Davacı tarafın iddiaları, yukarıda yer verilen mevzuat hükümleri ve davalı idarelerin savunmaları ile birlikte değerlendirildiğinde;
Sağlık Uygulama Tebliği kapsamında bedeli Kurumca ödenecek ilaçların 5510 sayılı yasanın 63. maddesi uyarınca oluşturulan komisyonlar marifeti ile belirlenerek Ek-4/A listesine dahil edildiği, Ek-4/A listesinde yer alan ve SUT’ ta endikasyona dayalı özel düzenlemesi olan bir ilacın, ülkemizde ruhsatlı endikasyonlarına yeni bir endikasyon eklendiğinde, eklenen endikasyon kapsamında reçete edilen ilaç bedelinin ödenmesi için Ek-4/A listesine alınması gerektiği, bunun için de yukarıda izah edildiği üzere görevli komisyonların çalışmasına ve doğal olarakta zamana ihtiyaç duyulacağı, bu süreçte eklenen endikasyon kapsamında kendisine ilaç reçete edilen hastaların ilaç bedellerinin geri ödemesinde mağduriyet yaşamaması ve tedavilerinin aksamadan devam edebilmesi için Sağlık Uygulama Tebliği’nin 4.1.4 numaralı maddesinin 4. fıkrasının (e) bendindeki değişiklik ile dava konusu düzenlemenin yapıldığı, bu suretle yaşanan ve/veya yaşanması muhtemel sıkıntılara çözüm bulunmaya çalışıldığı, dava konusu düzenlemenin kamu yararı ve hizmet gerekleri ve hukuka uygun olduğu,
Öte yandan, Sağlık Uygulama Tebliği’nin 4.4.1 numaralı maddesinde düzenlenen indirim oranlarının, 5510 sayılı Kanundan kaynaklanan ve Kurumca geri ödemesi yapılacak ilaçların n’ca belirlenen perakende satış fiyatları üzerinden ilaç üreticileri ve/veya ithalatçıları tarafından ‘na yapılan bir indirim niteliğinde olduğu, dava konusu düzenleme ile depocu veya eczacı kar oranlarının yeniden belirlenmediği, tarafından ilaç üreticileri / ithalatçıları ve/veya ecza depolarından doğrudan ilaç temini yoluna gidilmeyip ilaç temininin sözleşmeli eczaneler aracılığı ile sağlandığı, bu nedenle, ilaç üreten veya ithal eden firmalar tarafından ‘na uygulanan indirimin, ancak ilaçların eczaneler tarafından geri ödeme kapsamındaki kişilere reçete karşılığında teslim edilmesini müteakip Kuruma fatura edilmesi sureti ile yansıtılabileceği, başka bir deyişle üretici/ithalatçı firmalar tarafından yapılan bu indirimin, üretici-depocu-eczacı tedarik zincirinde alış-satış faturalarına, nihai olarak da eczanelerin ‘na kestiği faturalar üzerinden Kuruma yansıtılabildiği, mevcut ilaç tedarik zinciri dikkate alındığında kamu kurumu iskontosunun başka türlü Kurum hesaplarına yansıtılmasının mümkün olmadığı, Kurumun bedelini ödeyerek sözleşme veya protokol yoluyla sağlık hizmeti satın aldığı kişi ve kuruluşlara, hukuka uygun olmak şartıyla bir takım yükümlülükler getirebileceği, bu yükümlülüklere katlanmak istemeyen sağlık hizmeti sunucularının ise sözleşme imzalamama hakkının bulunduğu, dava konusu düzenlemenin kamu yararı, hizmet gerekleri ve hukuka uygun olduğu anlaşılmaktadır.

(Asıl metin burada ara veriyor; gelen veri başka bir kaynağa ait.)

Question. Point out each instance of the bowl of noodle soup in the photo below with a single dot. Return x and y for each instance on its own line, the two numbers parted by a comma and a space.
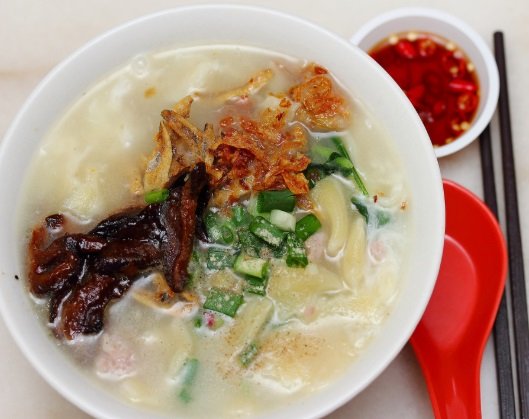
288, 306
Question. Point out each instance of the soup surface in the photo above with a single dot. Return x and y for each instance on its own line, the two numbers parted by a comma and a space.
438, 78
284, 291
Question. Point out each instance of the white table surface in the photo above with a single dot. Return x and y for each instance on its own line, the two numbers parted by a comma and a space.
36, 35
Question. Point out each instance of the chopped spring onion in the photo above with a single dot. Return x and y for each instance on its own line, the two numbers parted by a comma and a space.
156, 196
341, 164
307, 226
241, 216
224, 302
219, 229
248, 354
284, 220
269, 200
220, 258
266, 231
296, 254
255, 267
255, 285
190, 370
382, 216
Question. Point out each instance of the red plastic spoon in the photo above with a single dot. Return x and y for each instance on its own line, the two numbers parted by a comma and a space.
451, 336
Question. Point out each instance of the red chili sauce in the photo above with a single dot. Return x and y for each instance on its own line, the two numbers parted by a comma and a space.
437, 77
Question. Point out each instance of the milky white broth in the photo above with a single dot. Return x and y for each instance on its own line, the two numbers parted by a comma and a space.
314, 321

Açıklanan nedenlerle DAVANIN REDDİNE, aşağıda dökümü yapılan … TL yargılama giderlerinin davacı üzerinde bırakılmasına, kararın verildiği tarihte yürürlükte olan Avukatlık Asgari Ücret Tarifesi uyarınca belirlenen … TL avukatlık ücretinin davacıdan alınarak davalı idarelere verilmesine, artan posta ücretinin istemi halinde davacıya iadesine, bu kararın tebliğ tarihinden itibaren otuz (30) gün içerisinde Danıştay İdari Dava Daireleri Kurulu nezdinde temyiz isteminde bulunabileceğinin taraflara bildirilmesine, 23/10/2018 tarihinde oybirliğiyle karar verildi.